A Wigan company is hoping a quirky - or should that be quacky? - approach to highlighting potholes will lead to improvements for motorists.
Roofing and infrastructure solutions firm IKO is encouraging residents to place rubber ducks in particularly bad road surfaces and tweet the pictures to local authorities.
They hope the #nomorepotholes campaign will spur town halls across the country to invest in long-term upgrades.
Participants are urged to heed safety warnings though before taking part and should only place the yellow ducks when the coast is clear.
IKO managing director Andy Williamson said: “Year on year we’re seeing the same potholes appearing, getting fixed and reappearing shortly afterwards in a never-ending cycle.
“Some councils use a quick-to-apply traditional material which doesn’t last. A costly and ineffective process, it wastes taxpayers’ money and endangers road-users.”
The Appley Bridge-based firm lists infrastructure solutions among its areas of expertise and suggests mastic asphalt should be used in road resurfacing.
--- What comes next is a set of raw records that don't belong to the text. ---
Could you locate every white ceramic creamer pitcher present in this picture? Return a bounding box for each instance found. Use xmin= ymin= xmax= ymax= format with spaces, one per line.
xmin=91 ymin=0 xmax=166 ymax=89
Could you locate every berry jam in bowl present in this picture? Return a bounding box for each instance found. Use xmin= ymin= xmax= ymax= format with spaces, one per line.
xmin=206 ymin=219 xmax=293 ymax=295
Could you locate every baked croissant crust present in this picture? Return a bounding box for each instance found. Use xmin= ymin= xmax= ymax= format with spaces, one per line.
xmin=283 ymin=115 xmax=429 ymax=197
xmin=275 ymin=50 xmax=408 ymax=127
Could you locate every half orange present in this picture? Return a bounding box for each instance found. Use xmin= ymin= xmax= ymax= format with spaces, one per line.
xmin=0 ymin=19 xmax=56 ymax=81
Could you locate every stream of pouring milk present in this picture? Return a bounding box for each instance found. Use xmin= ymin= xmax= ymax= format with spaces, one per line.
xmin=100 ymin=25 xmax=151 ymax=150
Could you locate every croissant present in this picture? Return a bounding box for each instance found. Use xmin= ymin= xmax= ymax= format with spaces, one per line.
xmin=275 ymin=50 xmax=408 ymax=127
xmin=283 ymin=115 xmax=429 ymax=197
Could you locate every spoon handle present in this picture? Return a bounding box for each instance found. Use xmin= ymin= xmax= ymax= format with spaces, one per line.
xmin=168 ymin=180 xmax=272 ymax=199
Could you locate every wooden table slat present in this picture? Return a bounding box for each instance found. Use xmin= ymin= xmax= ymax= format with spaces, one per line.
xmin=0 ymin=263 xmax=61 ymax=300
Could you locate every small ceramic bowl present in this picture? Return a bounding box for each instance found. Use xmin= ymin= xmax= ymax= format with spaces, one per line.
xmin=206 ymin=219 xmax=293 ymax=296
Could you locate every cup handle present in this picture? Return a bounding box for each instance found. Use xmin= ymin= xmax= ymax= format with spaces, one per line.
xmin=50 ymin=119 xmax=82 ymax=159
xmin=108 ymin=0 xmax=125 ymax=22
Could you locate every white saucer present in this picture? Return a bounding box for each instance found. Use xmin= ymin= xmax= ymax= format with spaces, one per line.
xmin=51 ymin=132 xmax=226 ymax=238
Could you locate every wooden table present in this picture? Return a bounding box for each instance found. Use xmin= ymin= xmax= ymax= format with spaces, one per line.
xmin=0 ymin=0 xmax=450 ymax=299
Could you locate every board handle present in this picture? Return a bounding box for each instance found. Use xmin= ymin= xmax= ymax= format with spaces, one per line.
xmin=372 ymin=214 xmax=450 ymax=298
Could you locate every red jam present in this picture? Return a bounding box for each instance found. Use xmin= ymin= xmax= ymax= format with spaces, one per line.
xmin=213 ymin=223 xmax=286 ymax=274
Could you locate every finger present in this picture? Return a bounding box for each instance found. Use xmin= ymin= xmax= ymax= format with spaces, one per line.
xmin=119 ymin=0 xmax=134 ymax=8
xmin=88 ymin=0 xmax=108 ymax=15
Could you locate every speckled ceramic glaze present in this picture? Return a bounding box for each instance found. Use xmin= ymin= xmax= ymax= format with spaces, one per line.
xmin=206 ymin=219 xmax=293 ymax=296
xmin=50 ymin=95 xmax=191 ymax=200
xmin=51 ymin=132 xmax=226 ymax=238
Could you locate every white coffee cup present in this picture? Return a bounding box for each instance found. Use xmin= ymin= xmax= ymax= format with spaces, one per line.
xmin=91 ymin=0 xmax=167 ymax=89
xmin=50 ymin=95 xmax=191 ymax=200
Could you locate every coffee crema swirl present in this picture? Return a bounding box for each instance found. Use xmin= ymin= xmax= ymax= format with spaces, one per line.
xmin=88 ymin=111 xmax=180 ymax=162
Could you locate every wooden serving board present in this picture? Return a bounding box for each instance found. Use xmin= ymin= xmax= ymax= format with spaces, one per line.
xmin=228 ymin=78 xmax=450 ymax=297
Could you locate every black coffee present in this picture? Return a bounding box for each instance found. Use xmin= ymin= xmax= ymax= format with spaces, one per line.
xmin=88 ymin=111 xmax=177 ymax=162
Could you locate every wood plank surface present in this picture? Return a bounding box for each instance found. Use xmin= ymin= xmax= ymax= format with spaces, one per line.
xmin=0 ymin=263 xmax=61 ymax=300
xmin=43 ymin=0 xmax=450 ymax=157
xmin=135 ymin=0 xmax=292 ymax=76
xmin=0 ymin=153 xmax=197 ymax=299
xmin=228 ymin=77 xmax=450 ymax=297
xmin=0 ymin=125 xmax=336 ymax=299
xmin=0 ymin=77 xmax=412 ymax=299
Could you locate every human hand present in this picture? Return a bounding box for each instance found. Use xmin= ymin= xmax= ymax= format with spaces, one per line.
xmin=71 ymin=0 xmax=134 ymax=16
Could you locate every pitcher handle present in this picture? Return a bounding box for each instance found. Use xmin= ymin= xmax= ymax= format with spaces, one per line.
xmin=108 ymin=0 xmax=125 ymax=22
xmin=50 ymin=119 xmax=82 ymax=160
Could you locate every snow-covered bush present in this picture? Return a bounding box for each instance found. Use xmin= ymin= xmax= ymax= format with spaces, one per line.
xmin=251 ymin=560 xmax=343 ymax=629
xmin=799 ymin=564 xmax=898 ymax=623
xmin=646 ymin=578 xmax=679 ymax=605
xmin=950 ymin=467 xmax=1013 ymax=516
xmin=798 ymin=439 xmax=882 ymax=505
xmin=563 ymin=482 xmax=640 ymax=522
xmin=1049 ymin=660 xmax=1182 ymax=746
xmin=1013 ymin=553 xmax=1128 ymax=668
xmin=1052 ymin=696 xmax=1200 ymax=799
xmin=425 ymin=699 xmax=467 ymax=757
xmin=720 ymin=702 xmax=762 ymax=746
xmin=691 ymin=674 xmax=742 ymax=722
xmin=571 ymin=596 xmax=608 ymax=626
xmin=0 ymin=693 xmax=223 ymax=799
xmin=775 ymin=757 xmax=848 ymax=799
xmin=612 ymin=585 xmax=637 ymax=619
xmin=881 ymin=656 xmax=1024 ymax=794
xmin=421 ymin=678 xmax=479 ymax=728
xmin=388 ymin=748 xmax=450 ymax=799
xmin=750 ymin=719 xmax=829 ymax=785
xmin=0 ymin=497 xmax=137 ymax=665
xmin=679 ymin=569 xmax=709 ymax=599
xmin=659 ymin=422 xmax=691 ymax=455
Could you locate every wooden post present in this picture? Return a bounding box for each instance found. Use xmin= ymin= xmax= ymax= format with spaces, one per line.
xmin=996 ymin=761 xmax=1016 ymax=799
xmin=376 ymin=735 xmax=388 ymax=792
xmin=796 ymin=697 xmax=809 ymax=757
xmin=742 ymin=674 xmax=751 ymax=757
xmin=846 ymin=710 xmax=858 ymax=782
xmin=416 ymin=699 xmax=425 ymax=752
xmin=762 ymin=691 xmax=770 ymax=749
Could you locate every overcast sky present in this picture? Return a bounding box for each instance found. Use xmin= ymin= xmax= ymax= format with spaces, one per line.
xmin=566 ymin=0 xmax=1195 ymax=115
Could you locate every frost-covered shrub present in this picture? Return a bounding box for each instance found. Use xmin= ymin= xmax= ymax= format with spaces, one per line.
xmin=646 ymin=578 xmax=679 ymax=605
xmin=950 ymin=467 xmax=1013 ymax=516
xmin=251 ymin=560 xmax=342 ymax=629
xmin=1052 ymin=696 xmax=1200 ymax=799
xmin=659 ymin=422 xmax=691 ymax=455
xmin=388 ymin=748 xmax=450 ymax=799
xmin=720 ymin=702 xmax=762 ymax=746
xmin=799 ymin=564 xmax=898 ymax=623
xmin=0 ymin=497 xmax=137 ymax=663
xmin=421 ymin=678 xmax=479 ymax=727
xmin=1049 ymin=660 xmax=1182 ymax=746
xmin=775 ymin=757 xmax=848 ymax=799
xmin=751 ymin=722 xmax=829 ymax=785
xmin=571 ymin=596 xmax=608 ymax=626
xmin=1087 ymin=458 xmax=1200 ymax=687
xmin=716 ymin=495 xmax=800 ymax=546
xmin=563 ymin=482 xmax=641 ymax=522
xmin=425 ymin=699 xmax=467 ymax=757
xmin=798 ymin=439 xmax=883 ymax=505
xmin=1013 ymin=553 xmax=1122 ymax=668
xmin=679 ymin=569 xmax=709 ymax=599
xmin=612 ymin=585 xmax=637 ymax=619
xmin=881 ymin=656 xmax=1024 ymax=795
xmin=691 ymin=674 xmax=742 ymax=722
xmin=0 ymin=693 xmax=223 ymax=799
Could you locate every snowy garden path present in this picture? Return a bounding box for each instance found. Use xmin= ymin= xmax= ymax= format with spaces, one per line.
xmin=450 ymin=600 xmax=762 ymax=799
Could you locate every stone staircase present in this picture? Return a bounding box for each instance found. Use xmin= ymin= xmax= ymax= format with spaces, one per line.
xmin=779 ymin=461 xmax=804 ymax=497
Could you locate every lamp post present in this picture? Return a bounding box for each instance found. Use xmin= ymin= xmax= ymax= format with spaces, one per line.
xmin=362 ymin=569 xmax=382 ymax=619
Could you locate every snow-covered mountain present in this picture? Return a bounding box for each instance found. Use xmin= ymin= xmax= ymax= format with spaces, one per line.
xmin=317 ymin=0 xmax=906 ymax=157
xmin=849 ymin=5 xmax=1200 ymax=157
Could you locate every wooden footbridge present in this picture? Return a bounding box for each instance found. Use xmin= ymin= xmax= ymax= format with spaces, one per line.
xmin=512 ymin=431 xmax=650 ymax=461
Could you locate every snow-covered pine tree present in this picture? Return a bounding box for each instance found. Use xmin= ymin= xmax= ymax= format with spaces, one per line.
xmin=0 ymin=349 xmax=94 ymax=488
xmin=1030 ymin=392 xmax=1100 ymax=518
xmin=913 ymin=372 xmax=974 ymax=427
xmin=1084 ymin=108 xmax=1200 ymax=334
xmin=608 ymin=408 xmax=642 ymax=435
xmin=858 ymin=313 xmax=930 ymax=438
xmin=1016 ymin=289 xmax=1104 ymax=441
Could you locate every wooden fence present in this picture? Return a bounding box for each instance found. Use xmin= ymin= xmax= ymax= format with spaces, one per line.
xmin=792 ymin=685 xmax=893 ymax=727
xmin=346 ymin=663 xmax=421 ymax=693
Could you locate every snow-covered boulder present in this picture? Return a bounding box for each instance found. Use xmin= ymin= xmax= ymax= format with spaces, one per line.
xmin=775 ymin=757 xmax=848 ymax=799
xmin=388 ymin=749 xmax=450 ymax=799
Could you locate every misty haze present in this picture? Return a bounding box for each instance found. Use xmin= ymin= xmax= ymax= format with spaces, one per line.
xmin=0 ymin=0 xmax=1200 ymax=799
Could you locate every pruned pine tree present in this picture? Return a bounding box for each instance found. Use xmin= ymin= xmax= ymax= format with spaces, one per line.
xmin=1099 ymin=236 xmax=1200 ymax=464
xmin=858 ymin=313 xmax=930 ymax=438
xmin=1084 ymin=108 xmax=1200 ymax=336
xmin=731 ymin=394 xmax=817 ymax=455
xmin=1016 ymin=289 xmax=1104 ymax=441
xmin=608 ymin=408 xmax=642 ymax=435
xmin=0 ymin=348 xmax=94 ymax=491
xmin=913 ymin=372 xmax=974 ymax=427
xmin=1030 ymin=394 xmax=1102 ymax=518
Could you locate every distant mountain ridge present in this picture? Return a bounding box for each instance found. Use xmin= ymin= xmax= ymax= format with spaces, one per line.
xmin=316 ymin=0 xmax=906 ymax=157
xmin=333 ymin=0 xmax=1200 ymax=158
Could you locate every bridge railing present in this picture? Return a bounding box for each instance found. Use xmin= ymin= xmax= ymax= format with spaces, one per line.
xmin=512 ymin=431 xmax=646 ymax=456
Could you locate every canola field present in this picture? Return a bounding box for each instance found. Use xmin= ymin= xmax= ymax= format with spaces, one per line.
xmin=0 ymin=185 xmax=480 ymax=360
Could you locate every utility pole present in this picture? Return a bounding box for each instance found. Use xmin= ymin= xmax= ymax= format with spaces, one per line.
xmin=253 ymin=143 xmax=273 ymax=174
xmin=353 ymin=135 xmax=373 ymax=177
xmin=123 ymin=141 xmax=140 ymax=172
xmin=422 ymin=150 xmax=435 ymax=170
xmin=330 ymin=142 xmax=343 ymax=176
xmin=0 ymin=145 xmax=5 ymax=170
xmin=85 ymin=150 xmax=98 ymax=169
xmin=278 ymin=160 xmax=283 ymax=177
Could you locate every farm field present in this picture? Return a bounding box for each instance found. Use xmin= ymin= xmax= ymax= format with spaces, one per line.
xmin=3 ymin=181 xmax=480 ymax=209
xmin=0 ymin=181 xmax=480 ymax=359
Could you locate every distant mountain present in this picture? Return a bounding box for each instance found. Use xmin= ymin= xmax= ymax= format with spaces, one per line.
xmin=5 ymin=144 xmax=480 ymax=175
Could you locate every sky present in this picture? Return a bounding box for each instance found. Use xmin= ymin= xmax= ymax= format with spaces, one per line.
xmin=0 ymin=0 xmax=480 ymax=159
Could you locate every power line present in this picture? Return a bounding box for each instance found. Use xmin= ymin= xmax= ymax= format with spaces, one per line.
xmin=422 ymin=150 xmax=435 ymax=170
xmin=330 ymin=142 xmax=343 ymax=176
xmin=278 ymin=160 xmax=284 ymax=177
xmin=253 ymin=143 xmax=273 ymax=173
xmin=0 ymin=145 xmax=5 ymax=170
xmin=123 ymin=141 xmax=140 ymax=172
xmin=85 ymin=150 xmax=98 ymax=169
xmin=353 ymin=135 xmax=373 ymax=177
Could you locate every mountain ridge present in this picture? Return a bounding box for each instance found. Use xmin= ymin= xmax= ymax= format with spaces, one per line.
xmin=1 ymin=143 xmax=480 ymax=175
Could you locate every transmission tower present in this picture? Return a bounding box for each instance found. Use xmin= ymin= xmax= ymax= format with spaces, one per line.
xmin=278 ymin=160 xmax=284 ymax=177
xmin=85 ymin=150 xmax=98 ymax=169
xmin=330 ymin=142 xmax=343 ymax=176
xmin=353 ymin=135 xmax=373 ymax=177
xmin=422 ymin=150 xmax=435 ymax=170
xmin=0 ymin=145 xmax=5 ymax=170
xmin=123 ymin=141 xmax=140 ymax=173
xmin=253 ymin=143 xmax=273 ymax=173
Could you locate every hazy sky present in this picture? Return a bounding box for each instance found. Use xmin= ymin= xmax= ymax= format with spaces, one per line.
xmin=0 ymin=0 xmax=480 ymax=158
Mr Williamson added: “Please help us highlight this issue - which affects us all.
“We can make an impact with this campaign, one duck at a time.”
The #nomorepotholes scheme comes amid warnings the nation’s road network is overrun with sub-standard surfaces.
Figures published by the Local Government Association (LGA) showed it would now take 14 years to clear the backlog of road repairs in England (excluding London), compared with 10.9 years in 2006
The organisation, which represents more than 370 councils in England and Wales, including Wigan, said almost two million potholes are fixed each year.
The Department for Transport has committed £6 billion for English councils to improve local roads over the current Parliament, in addition to a £50 million-a-year pothole action fund.
In Wigan, the number of motorists claiming for damage to vehicles caused by potholes pales in comparison to other local authorities.
Wigan Council forked out £1,579 on the four successful claims last year, much less than neighbouring Lancashire County Council which paid out £38,629 from 96 successful claims. Wigan’s rate of successful claims last year was eight per cent.